L’opacité qui entoure  le transfert de migrants entre Israël et le Rwanda depuis mars 2014 fait douter du respect des règles du HCR. Le Rwanda et l’Ouganda semblent avoir accepté d’accueillir les Africains dont Israël cherche à se débarrasser en échange de contreparties opaques et sans offrir de perspectives d’insertion à ces migrants. Il y a donc peu de chance que cette politique de transfert soit conforme à l’esprit de la convention de Genève.
 
Solène Brabant
Afrique Décryptages
 
[1] Israel, Country profile, Regional Mixed Migration Secretariat.
 
[2] « Réfugiés subsahariens : Israël tu quitteras », Jeune Afrique, 27 décembre 2011

[3] Un centre de détention ouvert est une forme plus libérale d’incarcération. Les migrants sont libres de circuler hors du centre pendant la journée mais sont contraints de venir pointer plusieurs fois par jour.

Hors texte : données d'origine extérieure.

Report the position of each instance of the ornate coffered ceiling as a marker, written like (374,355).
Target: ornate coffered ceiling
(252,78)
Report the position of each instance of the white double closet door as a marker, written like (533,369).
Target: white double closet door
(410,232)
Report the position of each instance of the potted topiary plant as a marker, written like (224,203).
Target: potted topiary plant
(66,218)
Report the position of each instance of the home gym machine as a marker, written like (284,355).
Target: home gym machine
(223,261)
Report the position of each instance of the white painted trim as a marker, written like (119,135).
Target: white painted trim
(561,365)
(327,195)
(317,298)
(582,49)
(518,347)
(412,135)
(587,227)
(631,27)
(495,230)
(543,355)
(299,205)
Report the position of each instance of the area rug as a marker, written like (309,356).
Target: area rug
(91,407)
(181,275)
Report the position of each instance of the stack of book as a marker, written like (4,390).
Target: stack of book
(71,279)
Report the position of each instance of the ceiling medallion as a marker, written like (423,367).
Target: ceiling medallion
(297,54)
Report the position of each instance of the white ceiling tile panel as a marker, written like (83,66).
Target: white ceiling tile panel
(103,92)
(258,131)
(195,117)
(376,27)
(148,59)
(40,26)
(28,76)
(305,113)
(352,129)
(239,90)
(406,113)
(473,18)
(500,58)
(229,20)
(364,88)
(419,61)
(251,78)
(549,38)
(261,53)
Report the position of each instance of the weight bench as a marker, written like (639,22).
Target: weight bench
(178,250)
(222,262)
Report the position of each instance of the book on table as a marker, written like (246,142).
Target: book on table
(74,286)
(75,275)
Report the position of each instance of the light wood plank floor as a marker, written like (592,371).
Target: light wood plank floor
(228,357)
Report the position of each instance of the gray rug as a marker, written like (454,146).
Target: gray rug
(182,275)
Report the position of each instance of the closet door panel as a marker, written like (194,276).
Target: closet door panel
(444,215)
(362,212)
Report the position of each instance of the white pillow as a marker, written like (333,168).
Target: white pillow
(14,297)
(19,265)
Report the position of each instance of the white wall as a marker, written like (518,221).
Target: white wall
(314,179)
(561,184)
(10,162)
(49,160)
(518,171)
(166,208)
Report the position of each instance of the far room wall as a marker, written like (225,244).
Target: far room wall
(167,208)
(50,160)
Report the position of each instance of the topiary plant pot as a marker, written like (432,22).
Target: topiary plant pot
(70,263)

[4] “Hundreds of African migrants are freed from Israeli detention center after high court ruling”, Associated Press, 25 août 2015

[5] “Israel to deport Eritrean and Sudanese asylum seekers to third countries”, The Guardian, 31 mars 2015

[6] Guidance Note on bilateral and/or multilateral transfer arrangements of asylum-seekers, UNHCR, Division of International Protection, mai 2013.

[7] « Israël : les réfugiés africains tu n’accueilleras point », Jeune Afrique, 6 mai 2015

[8] Densité de près de 500 hab/km²

[9] “ »Make Their Lives Miserable ». Israel’s Coercion of Eritrean and Sudanese Asylum Seekers to Leave Israel”, Human Rights Watch, 9 septembre 2014, “Rwanda or Saharonism”, Hotline for Refugees and Migrants, juillet 2015, et “Where there is no free will”, Hotline for Refugees and Migrants et ASSAF – Aid organization for refugees in Israel, mars 2015.

[10] “Asylum Seekers Who Left Israel for Rwanda Describe a Hopeless Journey”, Haaretz, 24 mai 2015.